Prior to the Colegio’s position paper, Carlos Charme, director of Chile’s National Service for the Prevention and Rehabilitation of Drug and Alcohol Consumption, also expressed his opposition to the bill in an interview with El Mercurio, saying that “There is overwhelming evidence that marijuana has no therapeutic purpose.”
In response, Ana María Gazmuri, founder and director of Fundación Daya, shared the article on Twitter, saying that Charme not only “lies,” but that his position is “unacceptable” and “offends the hundreds of Chilean doctors and thousands of patients who improve their lives with medical cannabis.” Gazmuri also deemed it “incomprehensible that [the] authority [would] deny reality,” given that Chile legalized cannabis for medical purposes in 2015.

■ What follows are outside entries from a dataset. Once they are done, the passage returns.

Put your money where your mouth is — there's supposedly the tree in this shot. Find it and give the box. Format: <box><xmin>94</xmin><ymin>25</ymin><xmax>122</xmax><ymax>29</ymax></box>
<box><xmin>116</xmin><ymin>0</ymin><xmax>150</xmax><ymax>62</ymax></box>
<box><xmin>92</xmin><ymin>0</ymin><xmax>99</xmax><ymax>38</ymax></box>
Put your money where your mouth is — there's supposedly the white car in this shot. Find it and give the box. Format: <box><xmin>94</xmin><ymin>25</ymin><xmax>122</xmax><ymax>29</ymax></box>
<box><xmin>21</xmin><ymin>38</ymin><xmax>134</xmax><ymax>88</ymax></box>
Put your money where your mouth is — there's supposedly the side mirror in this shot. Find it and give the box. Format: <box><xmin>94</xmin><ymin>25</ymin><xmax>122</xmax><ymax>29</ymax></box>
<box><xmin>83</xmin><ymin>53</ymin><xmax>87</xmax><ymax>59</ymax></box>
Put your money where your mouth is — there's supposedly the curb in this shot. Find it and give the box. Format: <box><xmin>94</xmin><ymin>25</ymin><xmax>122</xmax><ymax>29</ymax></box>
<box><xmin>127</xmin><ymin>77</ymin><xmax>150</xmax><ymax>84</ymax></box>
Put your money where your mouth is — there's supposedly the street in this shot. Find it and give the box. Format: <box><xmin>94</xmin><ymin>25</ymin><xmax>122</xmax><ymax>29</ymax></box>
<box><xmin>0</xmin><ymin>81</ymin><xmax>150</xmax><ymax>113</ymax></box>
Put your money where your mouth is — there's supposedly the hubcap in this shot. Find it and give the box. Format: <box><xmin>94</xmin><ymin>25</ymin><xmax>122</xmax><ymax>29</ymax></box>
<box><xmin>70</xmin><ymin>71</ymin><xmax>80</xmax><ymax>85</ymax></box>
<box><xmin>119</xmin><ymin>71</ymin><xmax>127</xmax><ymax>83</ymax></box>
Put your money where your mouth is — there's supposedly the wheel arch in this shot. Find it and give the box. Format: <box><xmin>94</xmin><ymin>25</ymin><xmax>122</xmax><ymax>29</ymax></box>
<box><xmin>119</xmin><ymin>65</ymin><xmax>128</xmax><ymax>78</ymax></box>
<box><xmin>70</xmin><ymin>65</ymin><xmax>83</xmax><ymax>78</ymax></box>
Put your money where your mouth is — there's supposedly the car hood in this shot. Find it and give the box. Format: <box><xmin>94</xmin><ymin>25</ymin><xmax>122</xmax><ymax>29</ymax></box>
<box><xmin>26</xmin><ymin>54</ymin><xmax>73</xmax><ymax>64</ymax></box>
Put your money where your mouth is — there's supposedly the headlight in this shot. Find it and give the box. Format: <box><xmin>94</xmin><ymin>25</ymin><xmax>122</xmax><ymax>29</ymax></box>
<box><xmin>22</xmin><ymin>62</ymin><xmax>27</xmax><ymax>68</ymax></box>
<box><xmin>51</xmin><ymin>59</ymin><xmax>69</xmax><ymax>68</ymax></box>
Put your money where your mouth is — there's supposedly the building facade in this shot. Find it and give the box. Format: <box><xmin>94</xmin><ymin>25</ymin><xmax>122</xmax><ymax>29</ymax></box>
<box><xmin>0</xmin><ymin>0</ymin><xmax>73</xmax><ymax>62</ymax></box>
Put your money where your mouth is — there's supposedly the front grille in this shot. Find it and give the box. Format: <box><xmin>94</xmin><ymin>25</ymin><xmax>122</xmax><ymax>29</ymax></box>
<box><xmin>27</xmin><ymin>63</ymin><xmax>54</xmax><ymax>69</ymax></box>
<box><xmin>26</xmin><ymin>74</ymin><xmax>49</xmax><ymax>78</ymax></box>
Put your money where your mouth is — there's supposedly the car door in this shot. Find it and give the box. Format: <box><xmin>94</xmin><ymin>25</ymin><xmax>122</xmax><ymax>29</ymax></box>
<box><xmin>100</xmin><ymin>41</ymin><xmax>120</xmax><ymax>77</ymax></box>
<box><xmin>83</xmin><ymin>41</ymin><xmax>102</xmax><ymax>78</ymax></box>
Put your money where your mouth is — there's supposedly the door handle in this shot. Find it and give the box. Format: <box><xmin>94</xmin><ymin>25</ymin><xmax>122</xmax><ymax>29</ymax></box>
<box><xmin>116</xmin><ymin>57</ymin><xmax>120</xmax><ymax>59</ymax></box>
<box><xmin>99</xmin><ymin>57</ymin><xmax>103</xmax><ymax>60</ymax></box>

In July, the bill to legalize home grows for medical use—known throughout the country as Ley Cultivo Seguro, or, loosely translated, “Secure Crop Law”—received the support of lawmakers across the political spectrum of the Senate’s Health Commission.
The bill, introduced by Deputy Karol Cariola, was approved by 121 of the Chamber of Deputies’ 155 members. Nevertheless, its proponents, including Fundación Daya, do not have high hopes for its approval in the Senate, where many members have aligned themselves with the Colegio Médico.
Policy Discord at the International Level
The disagreement among lawmakers at the national level mirrors that among international regulators, for while the World Health Organization calls for cannabis to be placed in a less restrictive category and have its medical utility recognized, the International Narcotics Control Board, which monitors the implementation of the United Nations’ international drug control treaties issued a report, which states that “personal cultivation of cannabis for medical purposes is inconsistent with the 1961 Convention as amended because, inter alia, it heightens the risk of diversion.”
According to the Board, the “Personal cultivation of cannabis to be used for medical purposes does not allow Governments to exercise the supervision required by the 1961 Convention over the production, manufacture, export, import and distribution of, trade in and use and possession of cannabis.”
Additionally, the Board maintains that “allowing private individuals to cultivate cannabis for personal medical consumption may present additional health risks, in that the dosages and levels of THC consumed may be different from those medically prescribed.”
The global medical cannabis industry, meanwhile, continues to expand. And given that so many nations turn to international regulators to set their local policies, their position will have a strong influence on cost and patient access.